"Les niveaux d'exposition induits par les compteurs communicants sont très faibles, estime l'Agence nationale de sécurité sanitaire de l'alimentation, de l'environnement et du travail (Anses) dans son expertise publiée jeudi 15 décembre. Cependant, même si l'exposition d'un seul objet communicant induit une exposition très faible vis-à-vis des valeurs limites réglementaires, du fait de leur multiplication prévisible, il paraît important de continuer à quantifier l'exposition due à toutes les sources, dans un contexte de maîtrise de l'environnement électromagnétique".
Suite aux inquiétudes suscitées par le déploiement de compteurs communicants, prévu par la loi de transition énergétique, la Direction générale de la santé (DGS) a chargé l'agence en 2015 de se pencher sur l'évaluation de l'exposition de la population aux champs électromagnétiques émis par ces appareils. Pour la produire, les experts ont analysé la littérature scientifique disponible, les normes techniques existantes, les résultats des précédentes campagnes de mesures ainsi que des informations recueillies auprès de différents acteurs. En complément, les résultats d'une campagne de mesure suite à l'installation de compteurs Linky chez des particuliers, réalisée par le Centre scientifique et technique du bâtiment (CSTB), devraient être prochainement communiqués. "L'Agence regrette qu'une telle campagne de mesure n'ait pu être menée à bien dans le cadre de son calendrier d'expertise", indique cependant cette dernière dans son rapport. Les conclusions de l'avis seront éventuellement modifiées en fonction des résultats.

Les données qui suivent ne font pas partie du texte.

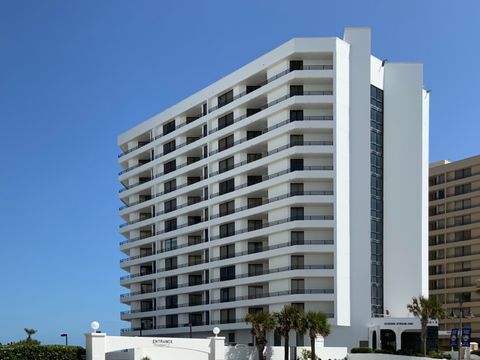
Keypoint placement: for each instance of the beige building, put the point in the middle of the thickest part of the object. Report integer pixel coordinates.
(454, 242)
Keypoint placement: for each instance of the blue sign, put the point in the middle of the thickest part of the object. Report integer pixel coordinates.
(466, 336)
(454, 337)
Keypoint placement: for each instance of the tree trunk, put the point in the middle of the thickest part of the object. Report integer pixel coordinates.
(287, 346)
(312, 348)
(260, 349)
(423, 336)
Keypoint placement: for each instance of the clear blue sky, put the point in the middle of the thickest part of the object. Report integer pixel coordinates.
(75, 74)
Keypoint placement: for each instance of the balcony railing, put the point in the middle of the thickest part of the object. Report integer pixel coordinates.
(273, 294)
(275, 270)
(273, 223)
(273, 127)
(199, 116)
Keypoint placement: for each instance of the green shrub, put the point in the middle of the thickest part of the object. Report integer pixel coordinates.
(360, 350)
(40, 352)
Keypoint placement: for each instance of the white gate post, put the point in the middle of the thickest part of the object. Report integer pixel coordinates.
(217, 348)
(95, 343)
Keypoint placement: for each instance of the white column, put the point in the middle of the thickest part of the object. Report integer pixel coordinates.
(95, 343)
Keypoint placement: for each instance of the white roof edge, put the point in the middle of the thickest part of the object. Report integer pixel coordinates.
(280, 52)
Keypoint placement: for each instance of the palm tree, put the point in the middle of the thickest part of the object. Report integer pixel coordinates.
(315, 323)
(287, 319)
(30, 332)
(425, 309)
(261, 323)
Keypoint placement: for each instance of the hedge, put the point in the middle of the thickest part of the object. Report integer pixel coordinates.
(40, 352)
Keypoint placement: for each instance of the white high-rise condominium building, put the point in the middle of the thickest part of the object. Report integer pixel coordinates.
(300, 178)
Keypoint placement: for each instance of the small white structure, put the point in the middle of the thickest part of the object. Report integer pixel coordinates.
(102, 347)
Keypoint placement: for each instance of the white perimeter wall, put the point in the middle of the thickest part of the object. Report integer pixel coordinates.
(405, 186)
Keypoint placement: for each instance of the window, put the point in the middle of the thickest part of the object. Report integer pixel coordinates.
(192, 159)
(297, 261)
(227, 208)
(296, 90)
(194, 219)
(191, 139)
(254, 179)
(227, 316)
(225, 98)
(255, 269)
(463, 189)
(195, 319)
(227, 251)
(296, 140)
(463, 235)
(227, 294)
(194, 280)
(171, 302)
(296, 115)
(195, 299)
(170, 225)
(463, 173)
(193, 200)
(170, 244)
(227, 273)
(225, 143)
(253, 157)
(253, 134)
(297, 237)
(255, 247)
(171, 321)
(191, 119)
(298, 286)
(170, 205)
(192, 180)
(227, 230)
(463, 204)
(254, 225)
(226, 186)
(296, 65)
(255, 292)
(225, 165)
(225, 121)
(169, 127)
(171, 263)
(296, 189)
(170, 186)
(297, 213)
(253, 202)
(251, 88)
(251, 112)
(193, 240)
(296, 164)
(169, 166)
(168, 147)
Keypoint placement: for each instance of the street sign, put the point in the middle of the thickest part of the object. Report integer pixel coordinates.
(466, 336)
(454, 337)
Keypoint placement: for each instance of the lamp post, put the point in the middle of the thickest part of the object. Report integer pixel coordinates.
(190, 326)
(461, 299)
(66, 338)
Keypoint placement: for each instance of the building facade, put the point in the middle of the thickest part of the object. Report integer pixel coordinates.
(282, 183)
(454, 242)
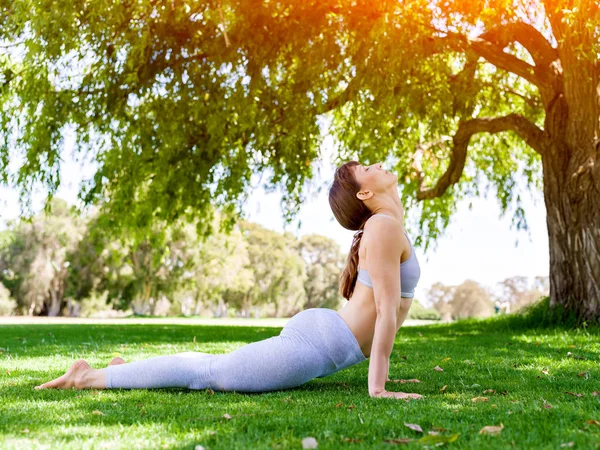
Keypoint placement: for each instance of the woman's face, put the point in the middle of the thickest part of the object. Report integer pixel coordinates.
(374, 178)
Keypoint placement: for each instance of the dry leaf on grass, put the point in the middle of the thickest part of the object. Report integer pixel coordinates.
(413, 426)
(491, 429)
(574, 394)
(399, 441)
(309, 442)
(438, 439)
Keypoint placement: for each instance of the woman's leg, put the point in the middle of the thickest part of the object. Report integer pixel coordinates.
(279, 362)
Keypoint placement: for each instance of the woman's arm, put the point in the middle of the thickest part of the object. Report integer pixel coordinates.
(384, 250)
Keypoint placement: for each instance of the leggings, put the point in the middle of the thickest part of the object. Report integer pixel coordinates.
(314, 343)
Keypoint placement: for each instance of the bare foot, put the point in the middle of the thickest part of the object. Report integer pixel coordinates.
(116, 361)
(75, 377)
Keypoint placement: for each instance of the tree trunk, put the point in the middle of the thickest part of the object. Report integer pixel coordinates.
(572, 197)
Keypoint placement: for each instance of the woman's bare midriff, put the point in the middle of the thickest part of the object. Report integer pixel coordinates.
(360, 312)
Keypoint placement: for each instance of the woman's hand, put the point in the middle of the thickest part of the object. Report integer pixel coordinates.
(398, 395)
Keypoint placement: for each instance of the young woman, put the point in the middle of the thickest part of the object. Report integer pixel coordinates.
(378, 281)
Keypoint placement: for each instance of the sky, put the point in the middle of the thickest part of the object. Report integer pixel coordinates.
(478, 244)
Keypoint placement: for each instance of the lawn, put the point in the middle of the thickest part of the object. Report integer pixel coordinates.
(539, 385)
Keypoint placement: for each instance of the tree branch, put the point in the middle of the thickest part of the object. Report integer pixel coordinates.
(529, 132)
(529, 37)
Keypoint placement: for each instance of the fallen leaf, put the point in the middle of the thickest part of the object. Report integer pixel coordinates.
(491, 429)
(438, 439)
(413, 426)
(574, 394)
(399, 441)
(309, 442)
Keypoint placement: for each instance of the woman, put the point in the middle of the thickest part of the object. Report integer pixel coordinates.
(315, 342)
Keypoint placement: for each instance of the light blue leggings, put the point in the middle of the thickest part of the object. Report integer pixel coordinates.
(314, 343)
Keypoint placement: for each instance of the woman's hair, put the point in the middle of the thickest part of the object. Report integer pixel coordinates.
(352, 214)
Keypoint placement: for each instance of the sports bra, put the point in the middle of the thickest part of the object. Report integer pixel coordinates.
(410, 272)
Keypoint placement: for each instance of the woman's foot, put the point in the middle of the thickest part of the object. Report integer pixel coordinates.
(77, 377)
(116, 361)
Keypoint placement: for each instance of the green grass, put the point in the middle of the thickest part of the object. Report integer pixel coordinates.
(500, 354)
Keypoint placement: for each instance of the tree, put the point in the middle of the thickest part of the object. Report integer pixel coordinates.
(34, 265)
(183, 102)
(521, 291)
(324, 263)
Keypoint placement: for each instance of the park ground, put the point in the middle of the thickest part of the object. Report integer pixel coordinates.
(535, 387)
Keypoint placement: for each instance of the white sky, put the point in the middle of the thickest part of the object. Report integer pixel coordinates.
(477, 245)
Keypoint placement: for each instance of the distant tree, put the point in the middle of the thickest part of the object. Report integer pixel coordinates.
(522, 291)
(440, 296)
(183, 101)
(7, 304)
(35, 262)
(470, 299)
(324, 262)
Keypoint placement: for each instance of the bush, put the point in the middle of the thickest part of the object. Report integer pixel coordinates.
(7, 304)
(419, 312)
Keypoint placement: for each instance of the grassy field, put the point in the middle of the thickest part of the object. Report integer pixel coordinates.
(543, 383)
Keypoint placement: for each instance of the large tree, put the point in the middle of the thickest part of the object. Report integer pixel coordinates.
(181, 101)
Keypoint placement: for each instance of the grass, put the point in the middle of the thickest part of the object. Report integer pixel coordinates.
(529, 369)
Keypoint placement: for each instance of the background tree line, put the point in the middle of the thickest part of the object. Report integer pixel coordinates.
(63, 263)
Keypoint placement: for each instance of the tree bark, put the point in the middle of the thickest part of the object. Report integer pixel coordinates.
(572, 197)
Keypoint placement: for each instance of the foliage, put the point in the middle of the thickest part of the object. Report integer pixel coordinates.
(7, 304)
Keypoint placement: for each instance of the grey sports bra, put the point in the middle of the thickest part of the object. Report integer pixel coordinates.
(410, 272)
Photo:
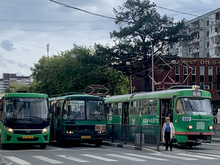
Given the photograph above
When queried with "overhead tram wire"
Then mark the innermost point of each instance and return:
(76, 8)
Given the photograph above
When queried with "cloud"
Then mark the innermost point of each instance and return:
(7, 45)
(2, 61)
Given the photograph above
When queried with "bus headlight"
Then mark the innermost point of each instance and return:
(9, 129)
(46, 129)
(190, 126)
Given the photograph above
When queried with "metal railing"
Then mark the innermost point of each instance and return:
(139, 135)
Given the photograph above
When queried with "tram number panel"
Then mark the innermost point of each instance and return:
(85, 137)
(27, 137)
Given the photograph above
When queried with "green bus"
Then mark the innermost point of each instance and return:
(78, 118)
(24, 119)
(189, 109)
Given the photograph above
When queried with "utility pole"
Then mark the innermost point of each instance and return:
(48, 48)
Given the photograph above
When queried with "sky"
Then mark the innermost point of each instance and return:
(28, 26)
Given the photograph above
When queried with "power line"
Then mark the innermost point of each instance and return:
(30, 45)
(177, 11)
(5, 20)
(68, 6)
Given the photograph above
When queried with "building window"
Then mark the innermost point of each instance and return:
(185, 70)
(210, 70)
(177, 70)
(201, 70)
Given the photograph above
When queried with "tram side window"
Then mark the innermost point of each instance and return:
(143, 107)
(179, 107)
(117, 109)
(152, 109)
(134, 108)
(110, 108)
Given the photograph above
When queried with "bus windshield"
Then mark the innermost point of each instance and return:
(95, 110)
(194, 106)
(28, 110)
(76, 110)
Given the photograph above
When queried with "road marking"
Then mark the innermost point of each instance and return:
(174, 157)
(196, 156)
(17, 160)
(127, 157)
(147, 157)
(99, 158)
(72, 158)
(209, 155)
(43, 158)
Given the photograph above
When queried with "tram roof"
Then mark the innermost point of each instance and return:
(156, 94)
(40, 95)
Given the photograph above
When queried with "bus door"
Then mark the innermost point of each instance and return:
(125, 113)
(165, 110)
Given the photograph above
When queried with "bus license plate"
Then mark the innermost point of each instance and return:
(85, 137)
(27, 137)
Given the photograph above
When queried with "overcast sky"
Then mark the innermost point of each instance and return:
(27, 26)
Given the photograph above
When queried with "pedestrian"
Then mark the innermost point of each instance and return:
(168, 132)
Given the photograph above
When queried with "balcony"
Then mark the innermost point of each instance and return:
(195, 40)
(216, 45)
(214, 34)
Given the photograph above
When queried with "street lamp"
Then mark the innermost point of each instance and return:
(152, 64)
(130, 80)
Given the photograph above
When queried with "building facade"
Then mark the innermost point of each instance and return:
(9, 78)
(206, 42)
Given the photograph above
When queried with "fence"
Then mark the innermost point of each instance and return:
(139, 135)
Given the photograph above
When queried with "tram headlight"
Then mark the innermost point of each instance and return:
(9, 129)
(190, 127)
(46, 129)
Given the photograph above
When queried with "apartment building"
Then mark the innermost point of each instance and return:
(206, 43)
(9, 78)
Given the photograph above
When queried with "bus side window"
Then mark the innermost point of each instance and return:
(134, 108)
(152, 109)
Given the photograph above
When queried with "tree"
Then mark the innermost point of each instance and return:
(14, 87)
(143, 32)
(62, 73)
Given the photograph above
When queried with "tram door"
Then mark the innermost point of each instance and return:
(165, 110)
(125, 113)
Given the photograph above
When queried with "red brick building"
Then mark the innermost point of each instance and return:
(204, 72)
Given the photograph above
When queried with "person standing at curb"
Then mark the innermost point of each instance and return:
(168, 132)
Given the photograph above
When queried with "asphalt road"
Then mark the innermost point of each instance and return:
(89, 154)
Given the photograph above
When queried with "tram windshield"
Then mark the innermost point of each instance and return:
(194, 106)
(28, 110)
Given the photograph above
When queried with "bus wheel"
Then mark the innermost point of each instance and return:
(98, 143)
(43, 146)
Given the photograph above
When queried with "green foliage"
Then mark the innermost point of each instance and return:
(13, 87)
(64, 73)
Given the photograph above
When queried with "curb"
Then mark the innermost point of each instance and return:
(125, 146)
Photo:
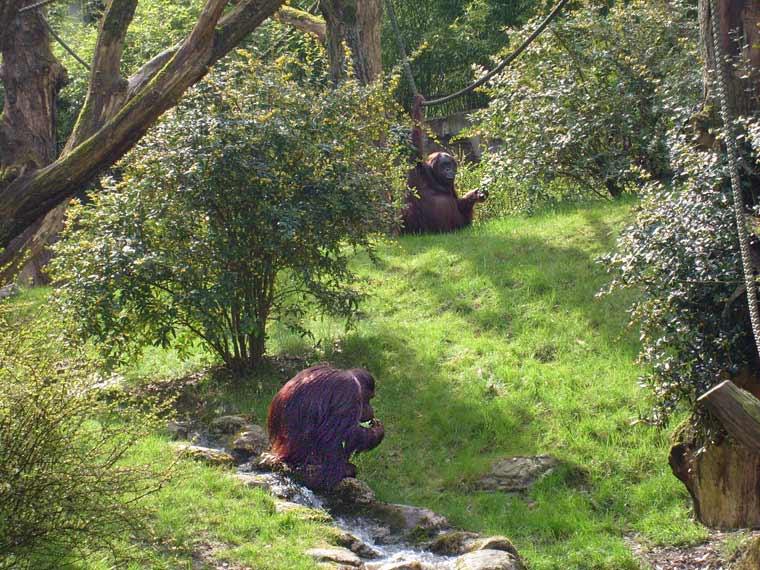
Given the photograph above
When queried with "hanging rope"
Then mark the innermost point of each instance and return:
(57, 38)
(733, 168)
(63, 44)
(498, 69)
(36, 5)
(401, 47)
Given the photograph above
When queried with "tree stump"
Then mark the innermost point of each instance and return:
(723, 479)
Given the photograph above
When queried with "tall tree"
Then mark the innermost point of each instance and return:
(723, 475)
(358, 25)
(34, 180)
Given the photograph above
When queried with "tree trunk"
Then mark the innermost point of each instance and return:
(355, 24)
(32, 78)
(116, 114)
(740, 40)
(723, 477)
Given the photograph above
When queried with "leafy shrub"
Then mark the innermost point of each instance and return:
(681, 253)
(587, 108)
(241, 206)
(64, 489)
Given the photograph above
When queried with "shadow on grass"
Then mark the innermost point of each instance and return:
(530, 278)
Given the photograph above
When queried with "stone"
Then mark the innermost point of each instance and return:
(515, 474)
(178, 430)
(356, 545)
(749, 558)
(492, 543)
(413, 565)
(411, 521)
(452, 543)
(306, 513)
(488, 560)
(9, 291)
(341, 556)
(353, 492)
(227, 425)
(206, 455)
(249, 442)
(722, 479)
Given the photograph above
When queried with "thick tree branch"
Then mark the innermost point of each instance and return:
(303, 21)
(28, 198)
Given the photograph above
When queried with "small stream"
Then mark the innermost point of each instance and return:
(386, 547)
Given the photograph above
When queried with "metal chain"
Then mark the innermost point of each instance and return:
(733, 168)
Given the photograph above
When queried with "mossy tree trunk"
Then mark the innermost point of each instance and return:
(723, 475)
(357, 24)
(116, 114)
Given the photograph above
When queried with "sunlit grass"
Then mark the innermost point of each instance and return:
(485, 343)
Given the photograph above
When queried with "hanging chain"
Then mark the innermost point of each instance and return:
(733, 168)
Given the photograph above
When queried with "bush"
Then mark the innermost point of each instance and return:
(241, 206)
(681, 254)
(64, 489)
(586, 110)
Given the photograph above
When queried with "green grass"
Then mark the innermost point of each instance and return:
(492, 342)
(485, 343)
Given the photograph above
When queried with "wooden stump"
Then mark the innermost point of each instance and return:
(723, 480)
(749, 557)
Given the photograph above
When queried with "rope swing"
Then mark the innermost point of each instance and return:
(495, 71)
(732, 156)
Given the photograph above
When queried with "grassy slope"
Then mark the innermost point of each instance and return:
(489, 343)
(484, 343)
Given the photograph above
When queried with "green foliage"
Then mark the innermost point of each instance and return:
(241, 206)
(446, 40)
(681, 254)
(78, 22)
(587, 108)
(64, 488)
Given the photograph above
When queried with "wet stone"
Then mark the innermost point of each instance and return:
(488, 560)
(414, 521)
(356, 545)
(515, 474)
(341, 556)
(353, 492)
(178, 430)
(415, 565)
(453, 543)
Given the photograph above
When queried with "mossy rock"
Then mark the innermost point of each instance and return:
(206, 455)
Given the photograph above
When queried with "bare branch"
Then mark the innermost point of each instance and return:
(303, 21)
(28, 197)
(107, 88)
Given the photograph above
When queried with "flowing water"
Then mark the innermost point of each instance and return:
(388, 548)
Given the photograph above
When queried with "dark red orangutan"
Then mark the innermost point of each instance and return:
(432, 204)
(314, 423)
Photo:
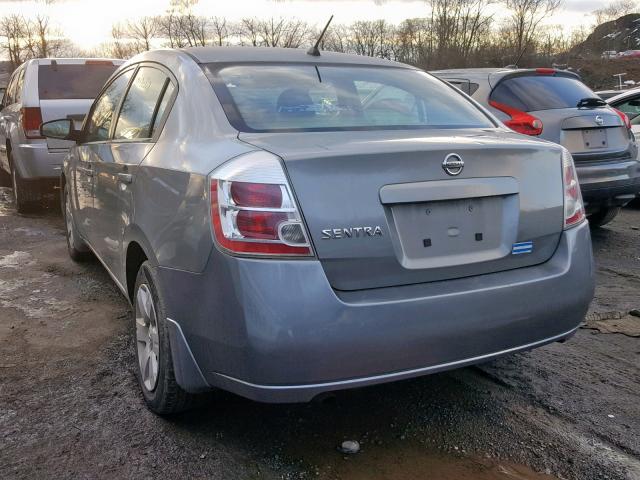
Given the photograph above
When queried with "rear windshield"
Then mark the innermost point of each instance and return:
(541, 92)
(301, 97)
(65, 81)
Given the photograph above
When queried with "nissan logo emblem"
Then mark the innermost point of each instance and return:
(453, 164)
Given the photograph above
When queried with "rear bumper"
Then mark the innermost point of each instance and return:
(276, 331)
(34, 161)
(612, 183)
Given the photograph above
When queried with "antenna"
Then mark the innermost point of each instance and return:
(314, 51)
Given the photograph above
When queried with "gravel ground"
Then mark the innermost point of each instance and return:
(70, 408)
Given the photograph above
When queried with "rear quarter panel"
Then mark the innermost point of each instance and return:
(171, 190)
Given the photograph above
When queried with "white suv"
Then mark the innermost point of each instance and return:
(40, 90)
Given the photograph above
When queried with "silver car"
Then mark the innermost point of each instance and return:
(286, 225)
(629, 103)
(40, 90)
(556, 106)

Différents types de transmissions
En fonction des compteurs, des technologies différentes sont utilisées pour échanger des informations : soit grâce à une transmission radioélectrique pour les compteurs de gaz (Gazpar) et d'eau ou par courant porteur en ligne (CPL) pour les compteurs électriques (Linky).
Pour l'Anses, l'exposition à proximité d'un compteur de gaz (Gazpar) ou d'eau tel que ceux utilisés par Suez est très faible, compte tenu de la faible puissance d'émission et de la forme impulsionnelle utilisée (transmission des informations de deux à six fois par jours). "Pour une même distance, le champ électrique maximal émis par les compteurs et les concentrateurs est plus faible que celui d'un téléphone GSM", note l'Anses.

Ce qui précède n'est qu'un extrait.